11th June
Days off Snow:37
Days on Citalopram: 19
Money: GBP15.98
Tinder Matches: 2358
All my working life I have worked in jobs which have been people facing. There has been years of experience people watching. I worked behind a bar for years, every drink had its own stereotype. Carlsberg top: builder on a weekday would probably have one or two to buffer going home to his wife.

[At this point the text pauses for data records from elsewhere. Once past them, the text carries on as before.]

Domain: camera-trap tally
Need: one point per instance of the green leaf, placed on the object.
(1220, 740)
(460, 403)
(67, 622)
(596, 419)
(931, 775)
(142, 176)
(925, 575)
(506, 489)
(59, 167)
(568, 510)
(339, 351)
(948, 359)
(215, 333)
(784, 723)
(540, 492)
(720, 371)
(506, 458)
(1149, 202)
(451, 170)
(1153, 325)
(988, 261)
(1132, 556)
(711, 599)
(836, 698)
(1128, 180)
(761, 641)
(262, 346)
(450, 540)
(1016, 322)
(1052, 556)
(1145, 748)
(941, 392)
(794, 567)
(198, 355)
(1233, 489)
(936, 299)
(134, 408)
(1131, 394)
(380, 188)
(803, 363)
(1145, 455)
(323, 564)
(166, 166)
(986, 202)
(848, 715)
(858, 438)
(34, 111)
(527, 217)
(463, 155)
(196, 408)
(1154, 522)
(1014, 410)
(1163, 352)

Prosecco: Giggly mum on a weekend that rarely gets time away from her bratty kids, Vodka and Coke: Underage on a Thursday night on their siblings ID trying to get as drunk as possible outside the house before going to the local student night.
With this new job comes a whole new set of stereotypes to judge: very busy important commuters, local shop workers who need coffee to get through their dull days, sixth formers pretending to study for their exams, first dates, dog owners that don’t actually like walking that much and my all time favourite gluten free mummies in their active wear with their bratty messy children. Of course I’m being extremely judgemental and stereotyping.
Life seems to be moving so fast all of a sudden. Its already fucking June. It feels like one day I’m going to wake up and be one of these gluten free active wear mummies. That absolutely terrifies me. All this messing around travelling the world will eventually lead to pushing some snotty nosed kid around in a push chair. Not to say that being like that is bad thing at all. I admire my parents massively. I just never want it to be me.
Saying that I’m not totally sure I don’t want kids. I just want to be significant. I’d like to achieve something and I feel very much that I’m not at the moment. Maybe because I work in a coffee shop or that I’ve just been turned down for a student loan to study a degree at the open university. I’m so frustrated that my life has stalled. It seems like skiing just isn’t enough anymore, maybe because I’ve been off snow for over a month now. Normal people have time off all the time. It’s alright. I just can not stand not achieving. I haven’t been on holiday in over 8 years because I don’t know what I would do with myself. Even having this blog is part of the whole paranoia of not being successful.
Its all just narcism really. Convincing myself that people want to read every week about how lost I am. I’m fully aware that everyone has felt like this as some point in my life. Some how it feels very lonely at the same time.